Xiamen Port will embark on the fourth phase of the expansion of the Haicang sub-channel, this time to take in ultra-large vessels.

Phase four of the expansion of the Haitang sub-channel forms what Xiamen Port describes as a full-scale “high-speed road” for large container ships, from entry to berthing.

The port official said: “Currently, we can take in ships of up to 13,000 teu, due to the limitations on our waterways. The current phase of expansion will solve the problem of big ships, large wharfs and small waterways.”

The two-year capital dredging programme, which began in April, will involve dredging materials of nearly 6.5 million m3 along an 11.5 km stretch in Haicang to enable 20,000 teu container ships to enter the port.
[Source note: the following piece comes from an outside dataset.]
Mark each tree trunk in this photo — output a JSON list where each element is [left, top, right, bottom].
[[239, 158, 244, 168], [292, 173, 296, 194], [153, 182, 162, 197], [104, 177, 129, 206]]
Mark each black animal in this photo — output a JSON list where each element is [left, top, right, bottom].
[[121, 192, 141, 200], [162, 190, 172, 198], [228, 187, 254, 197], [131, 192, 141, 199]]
During the CNY340 million (USD51 million) works, Xiamen port will remain open to traffic.

A port official told DPC: “Our waterway management team will increase coordination, closely track the ships’ entry and exit schedules, strengthen the navigability of the waters, and urge the dredging contractor to go about the project while ensuring the safety of the navigation channel and normal terminal operations.”

Xiamen Port, Hutchison Ports, APM Terminals and COSCO Shipping Ports are among those that operate container terminals in the port.
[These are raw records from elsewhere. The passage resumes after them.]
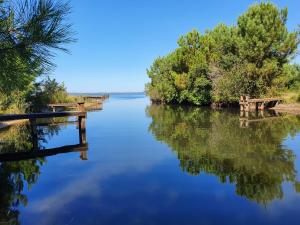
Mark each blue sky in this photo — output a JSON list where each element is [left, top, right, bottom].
[[52, 0, 300, 93]]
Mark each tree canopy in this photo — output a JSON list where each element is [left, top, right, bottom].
[[0, 0, 75, 112], [146, 2, 299, 105]]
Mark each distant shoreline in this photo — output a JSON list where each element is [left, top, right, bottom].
[[69, 92, 145, 96]]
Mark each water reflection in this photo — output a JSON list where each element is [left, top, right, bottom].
[[146, 104, 300, 205], [239, 110, 284, 128], [0, 118, 88, 224]]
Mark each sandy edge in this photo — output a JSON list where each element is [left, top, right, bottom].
[[271, 103, 300, 115]]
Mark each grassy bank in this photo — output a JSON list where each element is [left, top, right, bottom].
[[270, 89, 300, 115], [278, 90, 300, 104]]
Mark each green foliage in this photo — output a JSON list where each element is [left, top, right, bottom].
[[27, 77, 72, 112], [274, 64, 300, 89], [237, 3, 299, 96], [0, 91, 27, 114], [147, 2, 299, 105], [0, 0, 75, 112], [147, 30, 211, 105]]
The deep water Haicang sub-channel and the terminal are described as the twin engines of the port, as these determine its capacity.
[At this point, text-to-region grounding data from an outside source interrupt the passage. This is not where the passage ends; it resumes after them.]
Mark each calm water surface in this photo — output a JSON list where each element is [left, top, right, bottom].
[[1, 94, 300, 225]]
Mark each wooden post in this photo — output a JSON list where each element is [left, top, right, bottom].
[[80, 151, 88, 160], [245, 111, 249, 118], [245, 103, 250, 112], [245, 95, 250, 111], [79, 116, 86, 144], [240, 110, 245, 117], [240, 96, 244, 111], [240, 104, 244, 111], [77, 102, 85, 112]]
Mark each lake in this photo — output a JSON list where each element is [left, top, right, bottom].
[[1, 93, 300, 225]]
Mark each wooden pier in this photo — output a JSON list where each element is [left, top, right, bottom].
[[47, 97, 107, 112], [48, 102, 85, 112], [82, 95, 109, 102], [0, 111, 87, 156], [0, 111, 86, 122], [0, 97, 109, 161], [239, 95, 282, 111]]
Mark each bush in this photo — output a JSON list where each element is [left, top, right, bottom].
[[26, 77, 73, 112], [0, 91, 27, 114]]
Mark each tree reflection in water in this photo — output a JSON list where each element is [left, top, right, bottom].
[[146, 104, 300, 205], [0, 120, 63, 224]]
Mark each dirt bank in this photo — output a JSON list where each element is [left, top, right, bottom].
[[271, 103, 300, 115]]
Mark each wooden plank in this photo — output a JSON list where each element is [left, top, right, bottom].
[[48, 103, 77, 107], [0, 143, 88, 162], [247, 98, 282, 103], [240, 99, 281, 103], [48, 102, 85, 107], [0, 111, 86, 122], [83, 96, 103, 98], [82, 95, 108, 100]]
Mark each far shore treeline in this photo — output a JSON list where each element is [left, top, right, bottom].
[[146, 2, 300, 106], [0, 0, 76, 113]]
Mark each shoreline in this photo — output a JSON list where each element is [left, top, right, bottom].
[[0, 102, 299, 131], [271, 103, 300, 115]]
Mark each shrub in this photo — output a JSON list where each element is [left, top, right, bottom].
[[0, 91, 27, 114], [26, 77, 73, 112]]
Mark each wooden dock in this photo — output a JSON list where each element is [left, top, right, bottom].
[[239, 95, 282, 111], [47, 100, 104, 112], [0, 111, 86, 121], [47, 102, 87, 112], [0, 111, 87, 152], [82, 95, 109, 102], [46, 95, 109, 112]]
Ahead of the current dredging works, checks were carried out on the main channel of Xiamen port in September 2017, resulting in the channel being upgraded to waterway for 200,000 dwt vessels.

Completed in June 2004, the previous rounds of capital dredging involved the main channel and the Haicang sub-channel, totaling 43.6 km in length. At that time, the target was to allow access to ships of around 8,000 teu. In the following decade, container ships have more than doubled in size, obliging ports to undertake capital dredging to keep up with the liner operators.